Because UHB data contained 17 ethnicities and MPS data contained 20, the team grouped them into five categories: white, South Asian, Black, mixed, and other ethnic backgrounds.
Among the 123 cases in the UHB group, 111 (90%) patients described their ethnicity as white, five (4%) as South Asian, one (1%) as Black, two (2%) as mixed, and three (2%) as belonging to another ethnicity. One patient didn’t disclose an ethnicity. Overall, 9% of UHB patients were classified as minority ethnic.
Likewise, of the 416 (81.5%) MPS Society members who provided their ethnicity, 387 (93%) identified as white, 17 (4.1%) as South Asian, three (0.7%) as Black, four (1%) as mixed, and five (1.2%) as other. Here, 7% were classified as minority ethnic.
However, 18.3% of the population in England and Wales are minority ethnic, and that figure rises to 23% in the West Midlands, where most of the UHB group lives. Birmingham is a diverse city where citizens from minority ethnic backgrounds make up more than half (51.4%) the population.
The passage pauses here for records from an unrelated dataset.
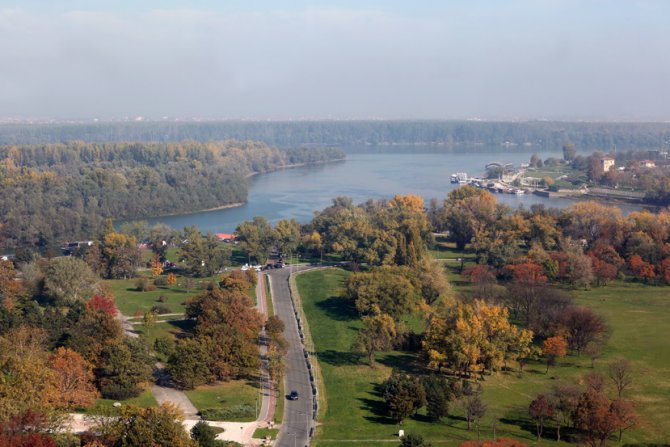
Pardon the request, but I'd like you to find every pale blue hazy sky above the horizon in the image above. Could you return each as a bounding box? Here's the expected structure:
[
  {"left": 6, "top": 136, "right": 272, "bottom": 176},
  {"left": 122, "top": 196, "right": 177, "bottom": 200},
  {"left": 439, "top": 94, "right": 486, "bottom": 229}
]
[{"left": 0, "top": 0, "right": 670, "bottom": 121}]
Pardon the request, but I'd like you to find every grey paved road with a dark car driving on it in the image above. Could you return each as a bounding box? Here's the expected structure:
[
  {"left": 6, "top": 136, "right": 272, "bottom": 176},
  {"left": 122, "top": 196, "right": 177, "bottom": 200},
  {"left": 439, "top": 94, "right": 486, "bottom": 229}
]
[{"left": 268, "top": 268, "right": 314, "bottom": 447}]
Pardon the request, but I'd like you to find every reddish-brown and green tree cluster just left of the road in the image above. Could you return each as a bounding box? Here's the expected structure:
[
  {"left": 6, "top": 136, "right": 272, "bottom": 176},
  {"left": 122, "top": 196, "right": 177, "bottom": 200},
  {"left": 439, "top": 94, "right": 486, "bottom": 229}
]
[{"left": 167, "top": 271, "right": 264, "bottom": 389}]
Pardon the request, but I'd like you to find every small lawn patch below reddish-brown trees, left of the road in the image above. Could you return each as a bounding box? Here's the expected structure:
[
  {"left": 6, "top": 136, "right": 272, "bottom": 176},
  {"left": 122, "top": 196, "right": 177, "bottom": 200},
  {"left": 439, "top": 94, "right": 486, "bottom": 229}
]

“The results demonstrate a lack of diversity within both cohorts, which suggests [Fabry] is potentially underdiagnosed in minority ethnic groups,” wrote the researchers, who offered the explanation that common and well-characterized disease-causing mutations seen in white populations may not be found in minority ethnic populations. Moreover, the limited data regarding the manifestations of Fabry in minority ethnic populations may complicate interpreting any genetic test results. Also, certain ethnic communities may be more reluctant to join patient organizations and registries.
“Underdiagnosis poses a risk to patients, therefore overcoming barriers to diagnosis in minority ethnic groups is necessary to promote more favorable health outcomes,” the researchers wrote. “Increasing awareness of [Fabry] among healthcare professionals may increase diagnostic rates.”